OpenVoice: MIT and MyShell Introduce Instantaneous Open-Source Voice Cloning

Startups, such as the increasingly recognized ElevenLabs, have garnered substantial funding to develop proprietary algorithms for voice cloning, creating audio programs that replicate users' voices. However, a new solution, OpenVoice, has emerged, developed collaboratively by researchers at the Massachusetts Institute of Technology (MIT), Tsinghua University in Beijing, China, and the Canadian AI startup MyShell. OpenVoice distinguishes itself by offering nearly instantaneous open-source voice cloning with unprecedented granular controls.

MyShell, promoting OpenVoice, claims to enable users to "clone voices with unparalleled precision, with granular control of tone, from emotion to accent, rhythm, pauses, and intonation, using just a small audio clip." This development challenges existing voice cloning platforms by providing a level of customization not seen before.

According to Zengyi Qin, one of the lead researchers from MIT and MyShell, the core ethos of MyShell is 'AI for All.' He stated, "MyShell wants to benefit the whole research community. OpenVoice is just a start. In the future, we will even provide grants & dataset & computing power to support the open-source research community."

Using OpenVoice: A User-Friendly Experience

Unlike other voice cloning apps, OpenVoice offers a user-friendly experience. In unscientific tests, users were able to generate convincing voice clones rapidly, within seconds, without being constrained to specific texts. MyShell's web app interface and HuggingFace allow users to access and try OpenVoice, emphasizing the platform's commitment to inclusivity.

Users can adjust the cloned voice's style, choosing from defaults like cheerful, sad, friendly, or angry, using a dropdown menu. This functionality provides a diverse range of applications for users seeking customized voice content.

How OpenVoice Works: A Simple Yet Effective Approach

OpenVoice comprises two distinct AI models: a text-to-speech (TTS) model and a tone converter. The TTS model, trained on audio samples from various speakers, controls style parameters, languages, intonation, rhythm, and pauses. The tone converter model, trained on a vast dataset, enables users to modify the emotional expression of the spoken text.

MyShell's approach, though conceptually simple, demonstrates effectiveness in voice cloning with significantly fewer compute resources compared to other methods. This simplicity, coupled with flexibility in controlling styles, emotions, and accents, sets OpenVoice apart.
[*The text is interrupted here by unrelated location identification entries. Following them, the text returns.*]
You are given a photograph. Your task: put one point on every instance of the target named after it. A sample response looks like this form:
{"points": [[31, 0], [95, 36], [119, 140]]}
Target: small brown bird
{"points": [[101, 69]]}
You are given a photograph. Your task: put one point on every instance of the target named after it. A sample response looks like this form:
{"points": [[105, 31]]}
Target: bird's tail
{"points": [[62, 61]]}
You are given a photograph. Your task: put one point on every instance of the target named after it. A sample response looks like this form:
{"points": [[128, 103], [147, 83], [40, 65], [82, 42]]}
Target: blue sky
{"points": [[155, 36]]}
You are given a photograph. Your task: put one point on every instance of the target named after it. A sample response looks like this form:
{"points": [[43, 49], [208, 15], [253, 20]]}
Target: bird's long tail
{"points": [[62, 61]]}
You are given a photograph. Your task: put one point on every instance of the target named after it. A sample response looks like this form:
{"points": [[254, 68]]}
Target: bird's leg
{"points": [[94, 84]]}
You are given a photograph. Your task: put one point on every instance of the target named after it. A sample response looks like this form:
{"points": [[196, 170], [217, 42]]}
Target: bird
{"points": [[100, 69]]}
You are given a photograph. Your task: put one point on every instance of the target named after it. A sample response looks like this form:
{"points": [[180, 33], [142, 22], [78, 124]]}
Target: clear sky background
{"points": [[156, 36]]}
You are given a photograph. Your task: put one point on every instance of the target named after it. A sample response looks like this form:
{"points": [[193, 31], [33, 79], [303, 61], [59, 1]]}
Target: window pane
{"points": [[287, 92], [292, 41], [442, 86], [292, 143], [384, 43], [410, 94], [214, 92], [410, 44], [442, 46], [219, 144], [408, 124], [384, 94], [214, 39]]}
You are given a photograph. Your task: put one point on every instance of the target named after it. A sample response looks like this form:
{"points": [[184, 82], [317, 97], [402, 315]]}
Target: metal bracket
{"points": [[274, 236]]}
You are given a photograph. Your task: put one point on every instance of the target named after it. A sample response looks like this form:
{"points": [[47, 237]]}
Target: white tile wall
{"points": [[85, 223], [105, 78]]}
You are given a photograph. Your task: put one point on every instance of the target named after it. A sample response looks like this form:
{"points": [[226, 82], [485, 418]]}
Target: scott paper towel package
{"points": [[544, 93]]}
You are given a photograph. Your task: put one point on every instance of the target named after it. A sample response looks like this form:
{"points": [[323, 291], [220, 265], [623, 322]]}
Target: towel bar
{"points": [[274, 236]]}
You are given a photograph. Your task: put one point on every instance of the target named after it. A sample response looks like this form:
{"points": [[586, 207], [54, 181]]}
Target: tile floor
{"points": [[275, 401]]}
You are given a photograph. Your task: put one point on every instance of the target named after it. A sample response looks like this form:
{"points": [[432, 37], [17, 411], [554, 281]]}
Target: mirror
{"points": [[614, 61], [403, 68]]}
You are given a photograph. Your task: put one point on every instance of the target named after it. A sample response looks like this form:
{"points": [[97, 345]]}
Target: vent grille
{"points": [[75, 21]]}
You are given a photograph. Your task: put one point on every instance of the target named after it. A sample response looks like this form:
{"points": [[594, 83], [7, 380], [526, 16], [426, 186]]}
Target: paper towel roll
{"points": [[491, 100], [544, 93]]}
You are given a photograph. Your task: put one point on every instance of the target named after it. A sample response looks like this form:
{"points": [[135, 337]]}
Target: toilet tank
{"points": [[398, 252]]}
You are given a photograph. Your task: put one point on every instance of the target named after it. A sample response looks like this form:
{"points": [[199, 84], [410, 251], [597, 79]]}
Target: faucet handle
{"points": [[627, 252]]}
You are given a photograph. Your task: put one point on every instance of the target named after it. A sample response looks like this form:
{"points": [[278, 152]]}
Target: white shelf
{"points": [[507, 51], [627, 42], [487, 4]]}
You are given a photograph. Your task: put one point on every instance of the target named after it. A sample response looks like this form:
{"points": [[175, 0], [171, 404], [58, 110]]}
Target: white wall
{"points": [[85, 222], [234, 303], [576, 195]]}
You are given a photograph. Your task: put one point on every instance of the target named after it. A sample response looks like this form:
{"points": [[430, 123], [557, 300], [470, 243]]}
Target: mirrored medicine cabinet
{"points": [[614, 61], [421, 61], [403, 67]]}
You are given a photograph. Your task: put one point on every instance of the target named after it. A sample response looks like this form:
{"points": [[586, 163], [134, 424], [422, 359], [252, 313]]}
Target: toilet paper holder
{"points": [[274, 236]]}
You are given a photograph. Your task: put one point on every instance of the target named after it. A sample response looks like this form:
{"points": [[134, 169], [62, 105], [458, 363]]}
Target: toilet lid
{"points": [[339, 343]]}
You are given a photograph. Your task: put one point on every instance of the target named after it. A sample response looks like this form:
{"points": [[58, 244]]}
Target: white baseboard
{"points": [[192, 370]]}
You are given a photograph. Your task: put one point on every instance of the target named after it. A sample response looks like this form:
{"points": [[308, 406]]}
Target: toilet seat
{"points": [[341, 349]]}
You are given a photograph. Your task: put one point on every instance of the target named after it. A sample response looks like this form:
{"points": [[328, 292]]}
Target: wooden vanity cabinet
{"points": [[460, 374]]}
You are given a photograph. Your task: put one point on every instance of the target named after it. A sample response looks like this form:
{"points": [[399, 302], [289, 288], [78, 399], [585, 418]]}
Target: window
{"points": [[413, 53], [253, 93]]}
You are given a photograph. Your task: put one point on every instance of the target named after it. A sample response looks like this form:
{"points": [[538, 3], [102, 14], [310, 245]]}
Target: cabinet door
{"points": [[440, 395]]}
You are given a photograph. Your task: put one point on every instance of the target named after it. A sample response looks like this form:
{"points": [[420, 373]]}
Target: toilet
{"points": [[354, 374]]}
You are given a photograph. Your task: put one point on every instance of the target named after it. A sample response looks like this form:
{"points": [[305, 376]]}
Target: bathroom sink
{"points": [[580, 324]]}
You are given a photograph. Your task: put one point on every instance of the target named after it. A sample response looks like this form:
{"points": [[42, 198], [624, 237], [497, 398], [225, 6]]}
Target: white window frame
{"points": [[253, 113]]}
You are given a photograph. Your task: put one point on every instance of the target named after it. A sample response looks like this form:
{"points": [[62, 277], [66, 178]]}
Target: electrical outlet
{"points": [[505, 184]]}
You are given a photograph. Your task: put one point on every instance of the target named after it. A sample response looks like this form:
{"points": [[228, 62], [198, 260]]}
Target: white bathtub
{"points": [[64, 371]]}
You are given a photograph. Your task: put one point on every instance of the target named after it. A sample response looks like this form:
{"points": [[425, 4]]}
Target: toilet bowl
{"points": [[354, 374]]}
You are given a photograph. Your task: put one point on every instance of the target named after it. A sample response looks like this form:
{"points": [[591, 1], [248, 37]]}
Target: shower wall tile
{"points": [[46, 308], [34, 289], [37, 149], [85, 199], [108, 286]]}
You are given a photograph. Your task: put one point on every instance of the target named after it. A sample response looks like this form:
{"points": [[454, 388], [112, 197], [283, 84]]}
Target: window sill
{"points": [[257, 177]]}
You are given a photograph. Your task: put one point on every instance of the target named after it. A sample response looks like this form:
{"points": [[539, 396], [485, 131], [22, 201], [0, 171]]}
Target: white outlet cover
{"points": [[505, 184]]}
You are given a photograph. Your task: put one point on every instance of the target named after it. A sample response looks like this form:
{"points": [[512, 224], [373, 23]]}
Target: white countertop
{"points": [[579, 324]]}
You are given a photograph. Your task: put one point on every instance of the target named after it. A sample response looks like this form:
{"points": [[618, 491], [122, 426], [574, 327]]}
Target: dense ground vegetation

Behind OpenVoice: MyShell's Vision

Founded in 2023, MyShell positions itself as a decentralized platform for discovering, creating, and staking AI-native apps. With over 400,000 users, MyShell's web app offers more than just voice cloning. It includes various text-based AI characters, bots with different personalities, an animated GIF maker, and user-generated text-based RPGs.

While OpenVoice is open source, MyShell monetizes its platform through monthly subscriptions for users and third-party bot creators, along with charges for AI training data. The company's multifaceted approach aims to make AI accessible and customizable for a broad user base.

OpenVoice's introduction challenges the status quo in voice cloning technology, providing a user-friendly and flexible solution through open-source collaboration. MyShell's commitment to supporting the research community aligns with its broader vision of making AI accessible to everyone.